3. Enhanced traceability
Enhanced traceability is intended to allow the market surveillance authority to more easily remove dangerous or non-compliant PPE products from the market. Traceability via mandatory product labelling (for example, the marking of a European single point postal address) makes it easier to trace back to operators who may have placed non-compliant products on the market. This means non-compliant PPE manufacturers and distributors are quickly identified, facilitating faster product recalls and encouraging a practice of exhaustive compliance documentation.
4. Broadened supply chain obligation
The manufacturer still retains responsibility for testing, certification and the EU DoC, but the due diligence responsibilities have been broadened to incorporate increased obligation for importers and distributors.
Importers and distributors are now legally bound to ensure they only place fully compliant PPE in the market.

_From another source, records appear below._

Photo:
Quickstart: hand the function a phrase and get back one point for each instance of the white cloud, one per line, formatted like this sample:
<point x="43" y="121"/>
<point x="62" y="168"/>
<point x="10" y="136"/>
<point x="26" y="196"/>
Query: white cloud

This means they must confirm that the appropriate conformity assessment has been conducted by the manufacturer. If there is reason to believe PPE does not comply (and therefore presents a health and safety risk), the importer or distributor must remove it from sale and report it to the relevant market surveillance authority.
The importer and distributor must also guarantee that storage and transport conditions while the PPE is under their responsibility do not jeopardise product conformity.
What are the compliance timeframes and deadlines under the new Regulation?
The new requirements were established and published in March 2016, so there has been fair warning. It is also a transitional process, but there are key dates all supply chain operators should be aware of.
The formal transition period commences 21 April 2018 with a compliance deadline of 21 April 2019, at which point the old Directive will be repealed. This means that between these dates, new products can be supplied to either the Directive or the Regulation. From the 2019 deadline onwards it will only be permissible to sell new products that meet the Regulation.
Figure 1 – A diagram showing the timeline of the transition to the new standard
For existing products tested and declared under the old Directive, re-testing and re-certification must be completed prior to expiration of the existing certificate. If no expiry date applies, the cut-off for re-certification is 21 April 2023.